Aan de offers evenwel meet men den omvang van krijgsverrichtingen. Kennen zij die wanen dat Frankrijk vegeteert, stagneert en verwelkt in corruptie, het aantal der officieren die na den Wapenstilstand sneuvelden op het veld van eer? Ruim duizend. Dat is meer dan te Austerlitz, Jena en Eylau! Dat is meer dan er in 1870 vielen vanaf den morgen van Wissembourg tot aan den avond van Saint-Privat! En terwijl in drie werelddeelen zijn commando-staf halt gebood aan tegenstanders die hij nooit ging zoeken en gaarne gemist had, was het ook nog Weygand die de Fransche weermacht hervormde en moderniseerde in het moederland. Onder zijn bewind kreeg de infanterie, welke in 1914 slechts beschikte over geweer en mitrailleuse, haar zestien actueele wapenen, de artillerie haar zeventig verschillende schiettuigen, de lichte cavalerie haar motoren, de genie haar vijftien verscheidene secties, de Staven een tactiek, welke correspondeerde met het materiaal. Weygand tenslotte ontwierp het mobilisatie-plan, versterkte Corsica, Nice, de Alpen, den Rijn en maakte hen zoo goed als onneembaar. Dozijnen ministeries mochten elkaar na het Verdrag van Versailles luidruchtig, beuzelachtig en nutteloos beentjelichten, gebaren als redders om te verdwijnen in een valluik. Weygand bleef. Eerst in de schaduw van Foch. Bij diens dood in zijn plaats. Discreet alsof hij de schaduw wilde zijn van zichzelf. Doch ongehoord actief en met methodische strengheid den rang handhavend van een Staf, dien hij met Foch gemodelleerd had naar een perfectie welke tot den huidigen dag nog niet werd overtroffen. De meest verscheidene Fransche gouvernementen hebben dit weten te waardeeren, want zoolang een Staf ongeëvenaard en onaantastbaar is, kunnen een regeering en een volk zich menige zwakheid of menig onverstand veroorloven.
Men ziet zulk een man ongaarne vertrekken. Zelfs zij die hem wantrouwen of haten, als antipode en als drager der eenige effectieve macht, leerden begrijpen in hoeverre zij van hem afhangen.
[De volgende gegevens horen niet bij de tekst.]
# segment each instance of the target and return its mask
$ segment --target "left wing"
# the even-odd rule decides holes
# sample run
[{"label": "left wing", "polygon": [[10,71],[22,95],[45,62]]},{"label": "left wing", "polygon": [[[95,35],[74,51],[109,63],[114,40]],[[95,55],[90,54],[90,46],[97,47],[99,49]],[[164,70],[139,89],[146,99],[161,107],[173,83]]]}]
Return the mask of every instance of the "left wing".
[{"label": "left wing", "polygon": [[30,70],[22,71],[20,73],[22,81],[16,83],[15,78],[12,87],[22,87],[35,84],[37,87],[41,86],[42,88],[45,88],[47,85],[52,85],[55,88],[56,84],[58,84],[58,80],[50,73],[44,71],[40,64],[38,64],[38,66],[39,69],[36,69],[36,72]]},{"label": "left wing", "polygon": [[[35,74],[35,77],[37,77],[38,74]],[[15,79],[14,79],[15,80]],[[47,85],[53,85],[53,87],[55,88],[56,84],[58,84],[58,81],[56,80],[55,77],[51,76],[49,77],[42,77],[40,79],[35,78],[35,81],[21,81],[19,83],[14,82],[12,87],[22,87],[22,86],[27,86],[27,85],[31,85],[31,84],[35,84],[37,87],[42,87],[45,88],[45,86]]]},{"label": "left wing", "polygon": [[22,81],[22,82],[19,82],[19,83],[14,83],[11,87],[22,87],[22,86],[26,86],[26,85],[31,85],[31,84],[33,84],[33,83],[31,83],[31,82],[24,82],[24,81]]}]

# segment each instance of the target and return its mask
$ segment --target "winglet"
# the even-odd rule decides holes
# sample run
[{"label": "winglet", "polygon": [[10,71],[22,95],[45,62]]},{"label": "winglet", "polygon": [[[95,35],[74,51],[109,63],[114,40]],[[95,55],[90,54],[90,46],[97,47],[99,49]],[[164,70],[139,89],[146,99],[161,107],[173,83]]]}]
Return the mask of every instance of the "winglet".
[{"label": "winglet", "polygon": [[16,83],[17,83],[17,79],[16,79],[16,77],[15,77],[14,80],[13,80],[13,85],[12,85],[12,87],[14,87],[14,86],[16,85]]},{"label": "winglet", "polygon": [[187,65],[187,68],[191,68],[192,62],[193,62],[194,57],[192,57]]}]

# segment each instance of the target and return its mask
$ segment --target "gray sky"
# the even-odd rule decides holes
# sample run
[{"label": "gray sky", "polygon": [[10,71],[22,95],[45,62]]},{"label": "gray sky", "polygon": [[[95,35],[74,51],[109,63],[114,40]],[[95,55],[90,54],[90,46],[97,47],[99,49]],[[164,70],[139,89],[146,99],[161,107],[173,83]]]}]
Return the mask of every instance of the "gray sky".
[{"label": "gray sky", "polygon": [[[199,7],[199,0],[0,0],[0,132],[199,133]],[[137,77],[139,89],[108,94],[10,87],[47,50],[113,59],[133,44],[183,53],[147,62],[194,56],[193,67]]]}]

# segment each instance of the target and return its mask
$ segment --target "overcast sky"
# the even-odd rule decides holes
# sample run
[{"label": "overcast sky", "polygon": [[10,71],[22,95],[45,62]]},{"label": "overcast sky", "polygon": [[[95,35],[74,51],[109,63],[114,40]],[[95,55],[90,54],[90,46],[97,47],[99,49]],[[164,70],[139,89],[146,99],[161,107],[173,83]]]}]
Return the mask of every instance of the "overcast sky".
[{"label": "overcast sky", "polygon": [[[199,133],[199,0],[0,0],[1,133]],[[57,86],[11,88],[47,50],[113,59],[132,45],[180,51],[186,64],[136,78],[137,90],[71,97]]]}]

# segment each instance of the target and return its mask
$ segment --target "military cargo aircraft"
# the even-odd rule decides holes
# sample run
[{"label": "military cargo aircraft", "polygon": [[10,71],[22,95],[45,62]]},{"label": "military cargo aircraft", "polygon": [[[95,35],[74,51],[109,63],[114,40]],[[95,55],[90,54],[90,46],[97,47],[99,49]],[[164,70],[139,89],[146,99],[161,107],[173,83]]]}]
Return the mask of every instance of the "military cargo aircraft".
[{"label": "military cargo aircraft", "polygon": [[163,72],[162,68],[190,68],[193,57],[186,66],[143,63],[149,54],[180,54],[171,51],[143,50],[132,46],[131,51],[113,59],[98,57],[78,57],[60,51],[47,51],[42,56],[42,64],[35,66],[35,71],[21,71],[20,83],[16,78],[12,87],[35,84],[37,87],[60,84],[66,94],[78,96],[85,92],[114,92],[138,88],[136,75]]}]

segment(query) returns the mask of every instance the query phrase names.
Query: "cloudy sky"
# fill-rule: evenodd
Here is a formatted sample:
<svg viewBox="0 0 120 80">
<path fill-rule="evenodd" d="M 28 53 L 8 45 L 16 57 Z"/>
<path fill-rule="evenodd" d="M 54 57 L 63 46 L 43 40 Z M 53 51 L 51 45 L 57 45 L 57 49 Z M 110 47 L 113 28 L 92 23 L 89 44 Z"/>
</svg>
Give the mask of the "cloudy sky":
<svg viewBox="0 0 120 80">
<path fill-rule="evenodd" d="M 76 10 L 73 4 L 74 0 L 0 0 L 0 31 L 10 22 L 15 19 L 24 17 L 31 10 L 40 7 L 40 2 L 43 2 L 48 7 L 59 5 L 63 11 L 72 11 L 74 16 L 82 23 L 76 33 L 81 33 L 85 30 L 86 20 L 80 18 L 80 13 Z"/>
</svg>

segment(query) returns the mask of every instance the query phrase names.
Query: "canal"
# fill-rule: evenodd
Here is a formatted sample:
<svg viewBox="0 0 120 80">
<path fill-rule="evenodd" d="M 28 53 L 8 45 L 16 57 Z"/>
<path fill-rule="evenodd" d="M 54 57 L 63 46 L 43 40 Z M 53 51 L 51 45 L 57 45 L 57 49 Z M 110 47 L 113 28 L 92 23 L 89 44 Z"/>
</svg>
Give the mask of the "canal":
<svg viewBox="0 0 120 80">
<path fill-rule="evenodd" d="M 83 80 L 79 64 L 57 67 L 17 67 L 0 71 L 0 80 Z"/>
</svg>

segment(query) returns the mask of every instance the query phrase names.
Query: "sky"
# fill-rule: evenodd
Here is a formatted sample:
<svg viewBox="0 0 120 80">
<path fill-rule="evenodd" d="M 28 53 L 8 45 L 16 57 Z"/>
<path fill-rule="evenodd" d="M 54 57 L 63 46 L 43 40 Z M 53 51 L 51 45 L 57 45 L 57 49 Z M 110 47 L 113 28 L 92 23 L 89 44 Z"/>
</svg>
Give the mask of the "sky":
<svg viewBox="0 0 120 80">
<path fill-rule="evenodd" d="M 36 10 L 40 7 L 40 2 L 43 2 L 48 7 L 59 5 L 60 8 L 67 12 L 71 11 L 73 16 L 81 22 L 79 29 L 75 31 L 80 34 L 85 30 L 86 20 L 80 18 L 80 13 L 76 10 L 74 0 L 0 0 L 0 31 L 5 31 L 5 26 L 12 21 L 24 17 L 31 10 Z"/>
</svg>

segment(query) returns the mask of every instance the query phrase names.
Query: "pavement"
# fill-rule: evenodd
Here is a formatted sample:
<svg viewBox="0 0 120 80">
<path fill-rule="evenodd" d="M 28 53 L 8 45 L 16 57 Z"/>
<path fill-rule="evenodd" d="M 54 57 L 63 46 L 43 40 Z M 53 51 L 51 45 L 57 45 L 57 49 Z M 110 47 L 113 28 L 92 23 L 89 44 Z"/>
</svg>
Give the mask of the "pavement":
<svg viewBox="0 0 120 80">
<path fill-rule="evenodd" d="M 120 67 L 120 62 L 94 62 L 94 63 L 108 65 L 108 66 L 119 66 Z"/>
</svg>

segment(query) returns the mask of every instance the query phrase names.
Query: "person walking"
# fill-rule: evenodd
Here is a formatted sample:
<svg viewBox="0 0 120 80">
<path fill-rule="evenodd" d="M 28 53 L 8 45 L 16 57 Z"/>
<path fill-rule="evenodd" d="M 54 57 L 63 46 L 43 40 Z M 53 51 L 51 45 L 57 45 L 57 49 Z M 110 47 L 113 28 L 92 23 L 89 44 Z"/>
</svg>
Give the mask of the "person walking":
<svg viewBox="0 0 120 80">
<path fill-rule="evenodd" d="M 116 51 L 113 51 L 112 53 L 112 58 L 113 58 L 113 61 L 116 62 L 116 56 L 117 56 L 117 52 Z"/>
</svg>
Tienmaal zouden zij Weygand hebben afgezet, ware hij niet hun beste verdediger geweest, hun stevigste borstwering. Met zijn kanonnen beschermt hij alles wat bruist in den smeltkroes Frankrijk, het edele metaal, de slakken, het schuim en de sintels. Utopieën zijn alleen nog veilig achter Weygand's tanks en loopgraven. Hoeveel luchtkasteelen aan deze zijde der Rijn-linie zouden niet onmiddellijk worden weggeblazen door de trompetten van aanvallers die slechts een signaal wachten om op te rukken, en hoeveel kaartenhuisjes zouden niet aanstonds uiteen fladderen door de wieken van het Hakenkruis wanneer niet Weygand ook daarginds respect afdwong? Stellig houden de anti-fascisten zich voor leeuwen en stellig belichaamt Weygand in hun oogen een denkbeeldig fascisme, dat zij gaarne zouden neervellen. Zij kennen echter zijn waarde en herinneren zich het schilderachtige gezegde van Napoléon: ‘Een leger van ezels gecommandeerd door een leeuw is honderdmaal beter dan een leger van leeuwen gecommandeerd door een ezel.’ Zij kennen geenszins de waarde van Weygand's eventueelen opvolger en zelfs zij die een geduchten hekel hebben aan den generalissimus, kiezen liever het zekere dan het onzekere.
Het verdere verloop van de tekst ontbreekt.